Dear reader,

In the world of investing, two of the most important – and scarce – resources are information and time.

Information, of course, allows you to make informed investment decisions. Having more data than the next guy gives you an informational advantage.

It's hard to get an informational advantage, though... especially as an individual investor.

Hedge funds hire fleets of analysts to monitor datapoints before companies even announce them. They have staff monitoring everything from retail foot traffic to predict the next quarter's sales data, to the water displacement from boats to analyze shipping capacity.

Having an informational advantage is important, but time is equally critical... and arguably more fleeting.

Practically as soon as a company announces quarterly sales and earnings data, its stock is already rising or falling in response to the news.

This same principle applies to economic data. On a monthly, quarterly, and annual basis, the U.S. Department of Labor publishes a series of economic indicators that have big implications for investors.

The Consumer Price Index ("CPI"), Real Retail Sales, and nonfarm payroll ("NFP") employment help investors understand factors like inflation, consumer spending, and overall economic health.

And the NFP figure has implications for all investors...

Foreign exchange traders spend hours modeling out their expectations for the NFP on a monthly basis so they can get ahead of large currency fluctuations. Everyone from stock pickers to macro investors watches the NFP for how it can impact the markets.

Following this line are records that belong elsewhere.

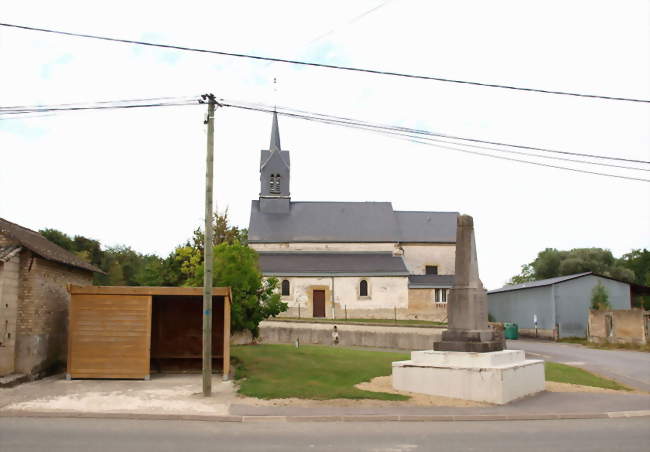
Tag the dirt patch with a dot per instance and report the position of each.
(378, 384)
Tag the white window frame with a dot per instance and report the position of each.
(440, 295)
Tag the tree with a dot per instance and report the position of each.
(600, 297)
(254, 298)
(551, 263)
(527, 274)
(638, 261)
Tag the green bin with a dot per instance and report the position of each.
(510, 330)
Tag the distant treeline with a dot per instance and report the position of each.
(633, 267)
(126, 267)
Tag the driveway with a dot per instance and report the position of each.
(628, 367)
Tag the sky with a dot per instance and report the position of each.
(136, 178)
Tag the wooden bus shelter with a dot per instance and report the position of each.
(126, 332)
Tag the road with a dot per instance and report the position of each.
(103, 435)
(628, 367)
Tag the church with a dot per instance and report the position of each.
(349, 259)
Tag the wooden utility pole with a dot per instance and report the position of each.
(207, 252)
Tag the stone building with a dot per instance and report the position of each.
(34, 300)
(354, 259)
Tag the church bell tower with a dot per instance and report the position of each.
(275, 172)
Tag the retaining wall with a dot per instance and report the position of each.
(391, 337)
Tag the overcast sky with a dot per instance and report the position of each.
(136, 177)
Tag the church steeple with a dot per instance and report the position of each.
(275, 134)
(275, 174)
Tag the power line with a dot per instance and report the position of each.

The NFP is one of the "big four" economic indicators that helps point to recessionary concerns. Similar to the timing problem around a company's earnings call, by the time the Department of Labor publishes the monthly NFP number, the market has already reacted. The chart below shows monthly nonfarm employment trends since the Great Recession.

However, there's a company that effectively offers a "sneak peek" into these employment metrics.

In fact, this business probably has even better job data than the government.

Automatic Data Processing (ADP) is the largest outsourced human-resources company in the world. It supplies payroll, talent, compliance, and benefit-management plans to more than 500,000 small businesses (between one and 50 employees) and thousands of larger businesses without dedicated HR teams.

Because it provides the backend work for tracking employees, payroll, and benefits, ADP has the largest and most up-to-date jobs report sitting in its database. Each month, ADP releases its own version of the nonfarm payroll report – the National Employment Report ("NER"). The company releases the NER a few days before the NFP, and many analysts view it as an excellent window into what the NFP will be.

In effect, the NER gives individual investors both information and time to react before the NFP comes out.

It's reasonable to assume that a company that has better data than the U.S. government – and has millions of people on its systems for payroll – would be generating significant income. However, according to GAAP data, ADP is not a company throwing off massive profits. In fact, its returns are pretty poor. Take a look...

When looking at as-reported financial data, ADP looks like a stable but weak company with a below-average return on assets ("ROA"). Since the Great Recession, ADP has seen ROA remain in the 3% to 5% range.

One might assume ADP's returns would rise and fall with the economy, considering the business's exposure... but ADP's as-reported ROA doesn't seem to have much connection to U.S. job trends.

However, once we apply our Uniform Accounting metrics – adjusting for inconsistencies like treatment of goodwill, stock option expense, and accounting for payroll funds – the company's strong returns and economic exposure become obvious.

Not only is ADP's Uniform ROA following the same trend as nonfarm payroll, but the company's profitability is far stronger than as-reported metrics would suggest.

ADP's profitability is cyclical – in line with job data – but it is also improving over time, as the U.S. economy continues to improve.

Investors looking at ADP's as-reported results are not understanding the company's actual operating trends... and they think ADP is significantly less profitable than it actually is.

But the right data can give us better information and more time to make investment decisions. ADP's NER helps investors get a window into economic data, and Uniform Accounting helps investors get a better window into ADP's real operating performance.